By Lise Alves, Senior Contributing Reporter
SÃO PAULO, BRAZIL – The world’s largest meat processor, Brazilian company JBS, announced on Tuesday a divestment program that it hopes will render R$6 billion. In addition to selling its participation in one of the largest dairy product firms in Brazil it will also sell its participation in a food processing subsidiary in Northern Ireland and in a livestock confinement business in the United States.
The divestment program will reduce the company’s net debt and, consequently, its financial leverage, strengthening JBS’ financial structure,” said the statement issued by JBS to its investors on June 20th.
According to the company assets involved in the divestment program include the sale of 19.2 percent participation in Brazil’s Vigor Alimentos S.A., the sale of its participation in Ireland’s poultry processing giant Moy Park, and the sale of Five Rivers Cattle Feeding assets and farms with operations in the United States and Canada.
The decision to sell some of its assets comes less than two weeks after the meatpacking giant announced it was selling its subsidiaries in Argentina, Paraguay and Uruguay for US$300 million.

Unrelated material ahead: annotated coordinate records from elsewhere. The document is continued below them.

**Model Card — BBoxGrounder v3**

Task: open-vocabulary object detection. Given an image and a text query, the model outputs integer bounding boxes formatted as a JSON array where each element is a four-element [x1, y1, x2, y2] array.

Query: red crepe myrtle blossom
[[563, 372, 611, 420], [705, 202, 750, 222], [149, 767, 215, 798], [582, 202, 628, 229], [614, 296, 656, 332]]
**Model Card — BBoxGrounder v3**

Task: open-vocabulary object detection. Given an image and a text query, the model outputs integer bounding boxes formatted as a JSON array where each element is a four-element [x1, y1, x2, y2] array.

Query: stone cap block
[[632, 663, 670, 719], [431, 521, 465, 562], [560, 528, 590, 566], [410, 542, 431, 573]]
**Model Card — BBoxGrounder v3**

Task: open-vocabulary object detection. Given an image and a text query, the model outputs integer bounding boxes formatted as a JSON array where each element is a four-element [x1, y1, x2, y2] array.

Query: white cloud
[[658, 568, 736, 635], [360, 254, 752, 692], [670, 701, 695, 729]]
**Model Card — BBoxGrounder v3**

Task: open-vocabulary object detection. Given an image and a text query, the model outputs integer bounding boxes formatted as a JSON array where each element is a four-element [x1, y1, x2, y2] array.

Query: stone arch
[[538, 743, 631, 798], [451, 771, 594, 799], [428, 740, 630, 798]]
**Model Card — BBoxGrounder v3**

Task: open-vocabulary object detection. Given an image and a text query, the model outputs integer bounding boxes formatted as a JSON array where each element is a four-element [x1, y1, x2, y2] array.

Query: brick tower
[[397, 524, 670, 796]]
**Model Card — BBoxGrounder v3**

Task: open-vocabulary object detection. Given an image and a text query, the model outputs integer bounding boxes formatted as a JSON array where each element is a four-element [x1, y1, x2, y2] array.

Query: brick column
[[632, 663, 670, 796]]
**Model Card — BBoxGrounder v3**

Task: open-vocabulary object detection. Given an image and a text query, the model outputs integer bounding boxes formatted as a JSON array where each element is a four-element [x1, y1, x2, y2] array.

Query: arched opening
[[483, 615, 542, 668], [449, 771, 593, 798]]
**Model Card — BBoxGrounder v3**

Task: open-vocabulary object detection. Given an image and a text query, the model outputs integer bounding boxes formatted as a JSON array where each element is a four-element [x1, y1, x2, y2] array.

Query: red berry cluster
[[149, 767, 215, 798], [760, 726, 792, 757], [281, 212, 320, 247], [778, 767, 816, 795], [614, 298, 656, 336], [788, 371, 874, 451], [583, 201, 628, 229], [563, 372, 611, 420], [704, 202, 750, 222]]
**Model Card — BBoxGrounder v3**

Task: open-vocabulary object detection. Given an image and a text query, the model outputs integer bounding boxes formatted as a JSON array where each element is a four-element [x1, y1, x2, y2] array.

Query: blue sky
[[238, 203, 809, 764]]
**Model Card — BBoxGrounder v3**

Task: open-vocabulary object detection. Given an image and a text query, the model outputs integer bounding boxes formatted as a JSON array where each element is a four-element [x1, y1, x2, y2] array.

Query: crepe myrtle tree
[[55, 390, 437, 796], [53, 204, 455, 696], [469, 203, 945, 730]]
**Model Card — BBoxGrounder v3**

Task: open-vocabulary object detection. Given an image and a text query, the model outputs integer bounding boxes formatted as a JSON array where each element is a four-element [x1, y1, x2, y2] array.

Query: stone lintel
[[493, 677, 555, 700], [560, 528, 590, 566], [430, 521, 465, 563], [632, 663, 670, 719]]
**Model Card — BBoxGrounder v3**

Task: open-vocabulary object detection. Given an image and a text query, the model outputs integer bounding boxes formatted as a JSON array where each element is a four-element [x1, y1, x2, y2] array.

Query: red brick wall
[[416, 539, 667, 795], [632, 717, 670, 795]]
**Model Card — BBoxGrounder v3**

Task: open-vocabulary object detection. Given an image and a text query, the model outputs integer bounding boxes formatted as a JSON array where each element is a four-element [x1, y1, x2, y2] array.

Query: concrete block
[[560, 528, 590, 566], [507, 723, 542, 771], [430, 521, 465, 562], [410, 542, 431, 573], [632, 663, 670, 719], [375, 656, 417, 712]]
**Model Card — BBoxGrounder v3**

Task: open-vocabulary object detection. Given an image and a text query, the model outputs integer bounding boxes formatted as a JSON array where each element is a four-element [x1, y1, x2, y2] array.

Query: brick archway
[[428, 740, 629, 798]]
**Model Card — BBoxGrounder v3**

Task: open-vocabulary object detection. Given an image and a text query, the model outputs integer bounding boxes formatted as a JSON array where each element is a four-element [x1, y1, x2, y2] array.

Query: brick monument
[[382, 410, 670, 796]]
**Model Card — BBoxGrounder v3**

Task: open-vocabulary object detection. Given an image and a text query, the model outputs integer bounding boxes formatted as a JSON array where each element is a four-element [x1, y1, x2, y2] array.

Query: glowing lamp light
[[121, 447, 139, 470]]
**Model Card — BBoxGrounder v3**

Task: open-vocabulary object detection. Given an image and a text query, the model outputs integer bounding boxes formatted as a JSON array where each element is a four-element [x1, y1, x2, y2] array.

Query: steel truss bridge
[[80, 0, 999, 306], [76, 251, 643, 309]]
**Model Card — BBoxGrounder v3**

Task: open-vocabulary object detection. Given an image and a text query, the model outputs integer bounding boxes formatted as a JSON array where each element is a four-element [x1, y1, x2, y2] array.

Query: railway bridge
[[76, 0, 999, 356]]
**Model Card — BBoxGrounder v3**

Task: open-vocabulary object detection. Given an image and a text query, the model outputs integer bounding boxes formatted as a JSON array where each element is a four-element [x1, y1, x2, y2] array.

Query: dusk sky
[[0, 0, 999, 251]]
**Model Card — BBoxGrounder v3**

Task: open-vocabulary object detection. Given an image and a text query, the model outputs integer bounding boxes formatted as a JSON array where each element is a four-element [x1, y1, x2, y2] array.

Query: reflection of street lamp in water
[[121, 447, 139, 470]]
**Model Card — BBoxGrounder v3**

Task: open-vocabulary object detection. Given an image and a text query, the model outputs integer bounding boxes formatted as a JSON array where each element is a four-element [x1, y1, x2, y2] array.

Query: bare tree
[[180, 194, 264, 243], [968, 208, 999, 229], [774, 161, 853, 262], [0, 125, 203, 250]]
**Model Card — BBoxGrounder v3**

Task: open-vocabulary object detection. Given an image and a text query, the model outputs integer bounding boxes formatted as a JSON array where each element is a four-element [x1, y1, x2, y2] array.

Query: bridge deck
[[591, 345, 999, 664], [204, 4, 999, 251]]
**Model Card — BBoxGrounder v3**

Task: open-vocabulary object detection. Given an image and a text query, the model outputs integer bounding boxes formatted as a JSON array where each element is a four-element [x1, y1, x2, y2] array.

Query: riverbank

Caught up in Operação Lava Jato (Operation Car Wash), one of the largest corruption scandals in Brazilian history, JBS’ former CEO, Joesley Batista, made a deal last month with federal prosecutors to disclose illicit payments made to high-level politicians and executives to obtain benefits in the Brazilian Congress and in the country’s government funded development bank, BNDES.
Due to the plea-bargaining agreement made by Batista, J&F in Brazil, controller of meatpacking giant JBS, agreed to pay R$10.3 billion over the next 25 years. According to prosecutors, the fine is the largest to be paid for corruption in the world.